Imagine, then, if Felix Hernandez pitched the second half of his career with the Angels, and pitched it well. Just like Steve Carlton with the Phillies, or Seaver with the Reds, suddenly a star player becomes the property of two different team histories. It wouldn't just be a bummer for Mariners fans. It would be a public-relations disaster, season after season, with implicit and explicit messages sent to Mariners fans with every new Felix success.

"We didn't have the money, so we might not have it the next time we have a pitcher like Felix."

"We didn't think keeping Felix Hernandez was important."

"We didn't think Felix would keep being good, and we're probably not going to take that chance on any homegrown fan-favorite if they're that expensive."

Hernandez would be a walking anti-marketing campaign. And it's not like the money saved on not extending Hernandez would be magically applied to the payroll in exactly the right way, with $5 million going to the first baseman they needed, $6 million going to a bargain starting pitcher, et cetera. The Mariners would still be spending that money, and they would still be taking risks with it. They would be different risks, but the money would still be invested in baseball players, which are risky investments by definition, except they wouldn't have the buffer of the money going to a franchise icon.

The Dodgers would have paid Hernandez not for what he will do, but rather what he's done already. The Yankees would have paid Hernandez not for what he will do, but rather what he's done already.
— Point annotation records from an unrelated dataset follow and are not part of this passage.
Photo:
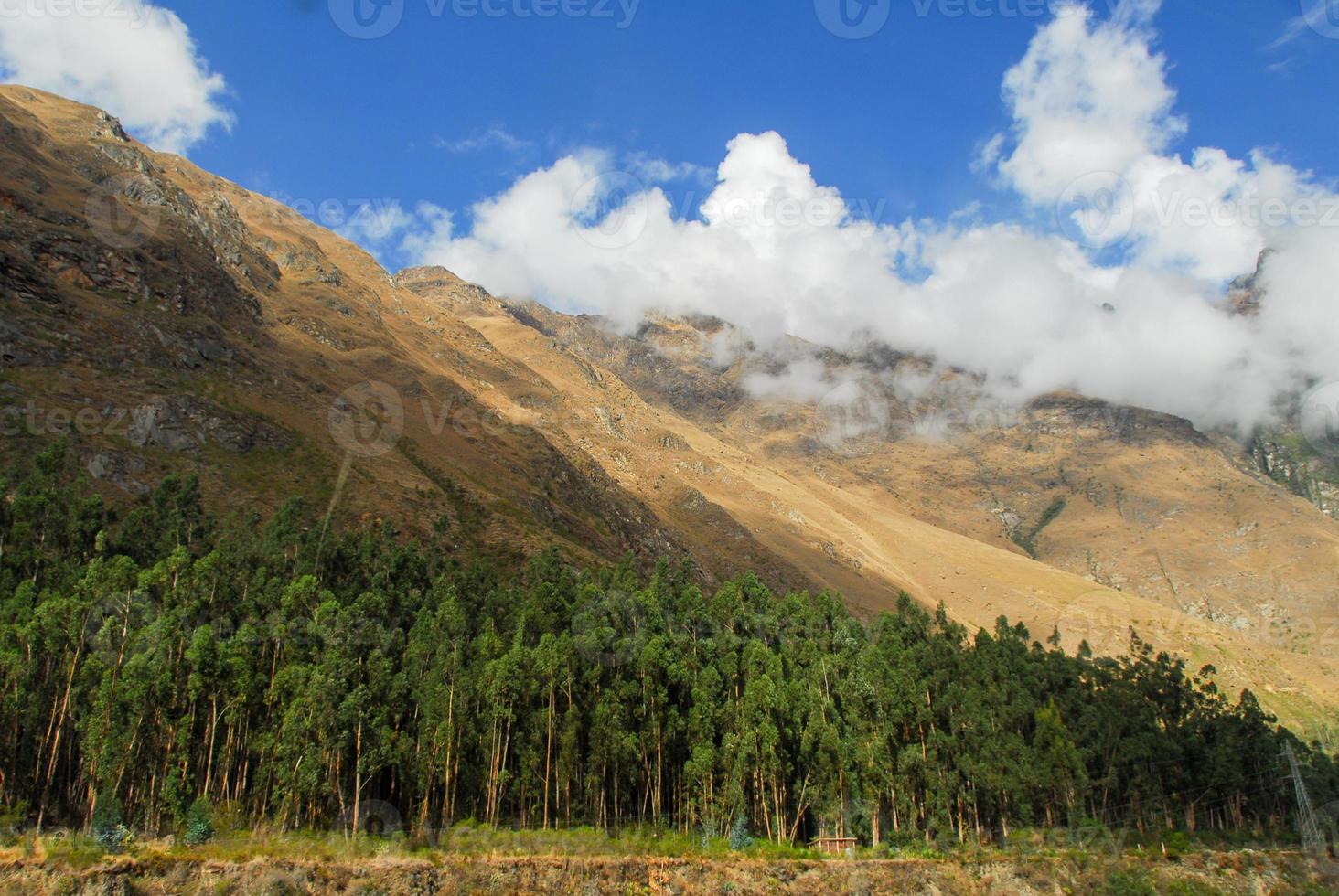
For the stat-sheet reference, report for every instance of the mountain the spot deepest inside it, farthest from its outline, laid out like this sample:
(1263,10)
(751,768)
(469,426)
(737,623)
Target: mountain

The Mariners are paying Hernandez because it's a part of the unspoken contract between a mid-to-large-market team and its fans -- If you love a player, if you consider a player an integral part of the franchise's history, we will keep that player.

And Mariners fans are kind of nutty for Felix Hernandez:

Screen_shot_2013-02-07_at_1

Screen_shot_2013-02-07_at_1


Right now, he is the Mariners, just as he was two years ago, and just as he could be two years from now. Letting him slip away and star somewhere else would have been devastating. Now, I'm not smart or learned enough to know exactly how many dollars that public-relations devastation would cost. It's not $175 million worth of devastation, that's for sure. But it could very well be worth the difference between what a team should feel comfortable with when it comes to committing to a pitcher, and the contract that Felix eventually secured.

All pitchers are risky. All baseball players are risky. Felix Hernandez is risky. Watching him do his thing until he's 40 with another team would be gross. And discouraging. And even costly. So the Mariners took the risk. They didn't have much of a choice, and Mariners fans are pretty danged glad about that.